# The Shrine, West Sussex - January 2016



## Brewtal

I first visited this place in March 2015 with my other half. She told me about it the night we met and a few weeks later we went there together. It was a great day out and I have been wanting to go back for ever since. 

Rumour has it that this is a shrine built by an eccentric many years ago in memory of his late wife, or some say that it was for his mother. Ive also heard it is a mausoleum, and the deceased was said to have been buried here but I have also heard they were buried in a cemetery elsewhere. So yeah, it's anyone's guess really! It is built from reclaimed parts of old church buildings next to a lake. There are some very out of place trees planted around the place and it is a bit of a head scratcher the first time you see palm trees nestled away in the middle of the Sussex woods. It is impossible to get inside but after visiting once I have always had it in the back of my mind because it is shrouded in so much mystery. I have no other info and everything I have gathered has been given to me by others. I would love to know more about it. Someone put a lot of effort into this place and after they passed away it has been forgotten about. I have been looking forward to a re-visit for a long time. Something about this place really intrigues me.

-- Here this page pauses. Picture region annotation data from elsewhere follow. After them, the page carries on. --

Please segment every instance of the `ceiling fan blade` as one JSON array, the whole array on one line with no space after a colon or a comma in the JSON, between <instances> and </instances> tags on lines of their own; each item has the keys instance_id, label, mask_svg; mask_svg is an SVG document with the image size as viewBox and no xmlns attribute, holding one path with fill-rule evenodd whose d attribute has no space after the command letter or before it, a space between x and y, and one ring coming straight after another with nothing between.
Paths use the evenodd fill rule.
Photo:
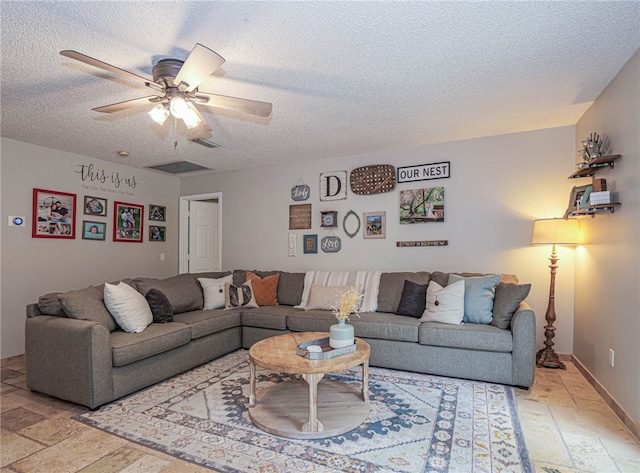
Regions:
<instances>
[{"instance_id":1,"label":"ceiling fan blade","mask_svg":"<svg viewBox=\"0 0 640 473\"><path fill-rule=\"evenodd\" d=\"M194 100L196 103L208 107L238 110L260 117L268 117L271 115L271 109L273 108L273 105L268 102L258 102L257 100L241 99L227 95L208 94L206 92L198 92Z\"/></svg>"},{"instance_id":2,"label":"ceiling fan blade","mask_svg":"<svg viewBox=\"0 0 640 473\"><path fill-rule=\"evenodd\" d=\"M185 90L191 92L223 63L224 58L218 53L196 43L173 82L176 86L179 86L181 82L186 83Z\"/></svg>"},{"instance_id":3,"label":"ceiling fan blade","mask_svg":"<svg viewBox=\"0 0 640 473\"><path fill-rule=\"evenodd\" d=\"M122 110L128 110L130 108L139 107L140 105L147 105L150 102L155 102L158 97L155 95L149 95L147 97L140 97L138 99L125 100L124 102L112 103L111 105L105 105L103 107L93 108L95 112L113 113L120 112Z\"/></svg>"},{"instance_id":4,"label":"ceiling fan blade","mask_svg":"<svg viewBox=\"0 0 640 473\"><path fill-rule=\"evenodd\" d=\"M160 85L156 84L150 79L147 79L146 77L139 76L137 74L134 74L133 72L125 71L124 69L120 69L119 67L112 66L111 64L107 64L106 62L92 58L91 56L87 56L86 54L82 54L77 51L71 51L71 50L60 51L60 54L70 59L75 59L76 61L84 62L85 64L89 64L90 66L97 67L98 69L102 69L104 71L111 72L113 74L117 74L119 76L125 77L134 82L139 82L154 90L157 90L157 91L163 90L163 88Z\"/></svg>"}]
</instances>

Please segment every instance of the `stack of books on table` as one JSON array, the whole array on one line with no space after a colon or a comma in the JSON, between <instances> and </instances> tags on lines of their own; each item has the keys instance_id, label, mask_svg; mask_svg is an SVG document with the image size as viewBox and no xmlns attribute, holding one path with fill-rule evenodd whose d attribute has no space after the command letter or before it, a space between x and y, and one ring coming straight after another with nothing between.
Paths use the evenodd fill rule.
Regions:
<instances>
[{"instance_id":1,"label":"stack of books on table","mask_svg":"<svg viewBox=\"0 0 640 473\"><path fill-rule=\"evenodd\" d=\"M589 195L591 205L602 205L611 203L611 191L592 192Z\"/></svg>"}]
</instances>

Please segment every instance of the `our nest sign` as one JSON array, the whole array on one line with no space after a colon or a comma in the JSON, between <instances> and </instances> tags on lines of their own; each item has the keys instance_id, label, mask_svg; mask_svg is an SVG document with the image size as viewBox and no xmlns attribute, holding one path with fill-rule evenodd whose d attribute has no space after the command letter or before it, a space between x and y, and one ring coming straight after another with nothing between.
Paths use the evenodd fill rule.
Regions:
<instances>
[{"instance_id":1,"label":"our nest sign","mask_svg":"<svg viewBox=\"0 0 640 473\"><path fill-rule=\"evenodd\" d=\"M449 161L398 168L398 182L427 181L447 177L451 177L451 163Z\"/></svg>"}]
</instances>

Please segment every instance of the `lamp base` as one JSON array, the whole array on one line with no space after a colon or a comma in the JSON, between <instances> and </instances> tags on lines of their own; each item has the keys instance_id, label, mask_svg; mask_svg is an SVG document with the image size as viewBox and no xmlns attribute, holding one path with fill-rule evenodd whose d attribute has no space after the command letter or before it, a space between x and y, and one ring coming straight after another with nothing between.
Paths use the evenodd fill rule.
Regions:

New fences had been put up since our last visit so we decided to enter via the way we had left the last time. It was a cold wet day and we had walked for miles but it was a nice feeling catching the first glimpse of this place from across the lake.










There were quite a few plinths dotted around that supposedly had cannons on them.









And lots of items that appeared to be from old churches.

































On the opposite side of the lake there was a small outbuilding. 









This was carved in to one of the rafters in the roof. I am not convinced this was the build date, the wood looks reasonably young with little sign of and natural weathering and there was no sign of birds nesting etc. I didn't notice this carving first time around and it has made me even more curious about it's history. 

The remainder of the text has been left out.